You may be more likely to experience SI joint problems if you have certain risk factors, such as:
- Uneven leg lengths
- Gait, postural, and biomechanical abnormalities (such as scoliosis)
- Overuse or exposure to persistent repetitive stress (such as frequent jogging)
- Spine surgery
Indications of a compromised SI Joint range wildly in terms of type, frequency, duration, and severity.
They may include: discomfort (often sharp, stabbing, or numb) in the low back, buttocks, hips, pelvis, and groin; discomfort which worsens when transitioning from sitting to standing or while standing on one leg; stiffness, burning, and/or numbness in the pelvic area; and the feeling that your legs may “give out.”
Such signs could be caused by a number of different things, some of which we’ll mention below.
We often see SI dysfunction following falls, car accidents, and other events which trigger tissue damage and stimulate nearby pain receptors.
Arthritis is an over-the-top immune response within a joint, which can lead to swelling, discomfort, and other symptoms. Several different types of arthritis can affect the SI joint, including:
- Osteoarthritis (OA): the classic “wear and tear” condition common with age, OA leads to degradation of the cartilage inside the joint and can cause painful bone on bone rubbing, reactive bony overgrowth, and joint stiffness.

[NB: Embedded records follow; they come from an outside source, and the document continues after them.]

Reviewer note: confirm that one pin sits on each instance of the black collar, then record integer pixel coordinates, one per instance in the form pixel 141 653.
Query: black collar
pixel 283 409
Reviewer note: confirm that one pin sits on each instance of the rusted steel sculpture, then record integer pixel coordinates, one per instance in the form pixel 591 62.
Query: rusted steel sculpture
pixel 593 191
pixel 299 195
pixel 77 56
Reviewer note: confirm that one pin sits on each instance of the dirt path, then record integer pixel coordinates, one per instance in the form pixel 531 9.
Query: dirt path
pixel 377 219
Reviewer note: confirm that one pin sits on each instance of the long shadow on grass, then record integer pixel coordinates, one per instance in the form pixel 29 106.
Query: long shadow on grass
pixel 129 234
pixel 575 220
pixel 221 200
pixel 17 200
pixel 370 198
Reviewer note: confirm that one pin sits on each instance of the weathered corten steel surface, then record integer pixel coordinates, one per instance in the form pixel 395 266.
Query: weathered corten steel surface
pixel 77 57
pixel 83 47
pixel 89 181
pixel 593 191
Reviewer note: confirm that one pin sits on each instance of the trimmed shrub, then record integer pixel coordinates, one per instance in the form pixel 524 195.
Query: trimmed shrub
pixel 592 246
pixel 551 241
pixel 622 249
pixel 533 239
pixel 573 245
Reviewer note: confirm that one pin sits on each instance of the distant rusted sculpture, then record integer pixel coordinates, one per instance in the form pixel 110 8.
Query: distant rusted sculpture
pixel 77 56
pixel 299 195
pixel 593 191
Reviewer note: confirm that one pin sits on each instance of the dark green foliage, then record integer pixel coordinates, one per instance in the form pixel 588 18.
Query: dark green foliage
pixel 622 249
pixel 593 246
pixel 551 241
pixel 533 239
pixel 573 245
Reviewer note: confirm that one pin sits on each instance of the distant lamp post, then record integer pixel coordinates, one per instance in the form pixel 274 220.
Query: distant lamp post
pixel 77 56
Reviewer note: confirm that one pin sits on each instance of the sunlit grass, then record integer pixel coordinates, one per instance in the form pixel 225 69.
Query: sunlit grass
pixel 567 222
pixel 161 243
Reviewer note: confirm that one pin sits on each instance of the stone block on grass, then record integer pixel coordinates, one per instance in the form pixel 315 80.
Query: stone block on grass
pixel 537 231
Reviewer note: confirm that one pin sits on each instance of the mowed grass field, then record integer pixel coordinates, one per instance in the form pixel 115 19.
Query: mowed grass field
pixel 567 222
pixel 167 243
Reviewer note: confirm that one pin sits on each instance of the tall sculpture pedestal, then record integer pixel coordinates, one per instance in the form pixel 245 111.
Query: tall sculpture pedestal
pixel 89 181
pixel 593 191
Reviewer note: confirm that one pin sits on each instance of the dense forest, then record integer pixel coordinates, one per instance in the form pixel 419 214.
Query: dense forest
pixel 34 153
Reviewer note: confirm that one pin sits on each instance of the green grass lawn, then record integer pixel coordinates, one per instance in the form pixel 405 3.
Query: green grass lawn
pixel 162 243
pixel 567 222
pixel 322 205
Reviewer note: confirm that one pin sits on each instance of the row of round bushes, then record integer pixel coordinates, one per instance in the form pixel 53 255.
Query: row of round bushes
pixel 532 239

- Gout: Joint damage caused by too much uric acid inside the body. Uric acid is a by-product of certain metabolic processes; if there’s too much of it your body becomes more acidic, and uric crystals can build up in joints (the big toe is often affected first).
- Ankylosing spondylitis: this is a specific type of immune overreaction affecting the spine, and can lead to intermittent episodes of pain, stiffness, and bony overgrowth. It usually appears first in early adulthood.
Women who are pregnant or who recently gave birth often experience SI dysfunction due to weight gain, increased lordosis (curve) in the lower spine, the biomechanical strain of a growing fetus, birth trauma, or even hormone-mediated relaxation of ligaments around the SI joint (which is necessary so that a baby can fit through the pelvic inlet during delivery).
Diagnosing SI joint dysfunction can be tricky. It usually requires a combination of so-called “provocation tests” which aim to reproduce the SI discomfort; injection of analgesic or numbing agents into the SI joint (if discomfort improves or goes away, the SI joint is likely involved); and X-rays and other imaging studies.
Natural Ways to Revitalize & Maintain SI Joint Health
Maintain an active lifestyle.
Exercise helps prevent obesity which increases the amount of load transmitted through the SI joints. Regular physical activity also helps build strong muscles in the core and hips which helps to support the SI joints and optimize postural balance.
Consume a balanced diet.
Avoiding foods and beverages which are known to promote tissue damage (such as sugar and alcohol) as well as eating meals and supplements which are rich in nutrients and minerals is essential for stimulating bone and joint health throughout life. Be sure to drink enough water, too!
Consult with a professional.
Physical therapists, orthopedic surgeons, massage therapists, and other clinicians provide multiple techniques that can manage and alleviate discomfort in your SI joint and address other factors contributing to the dysfunction.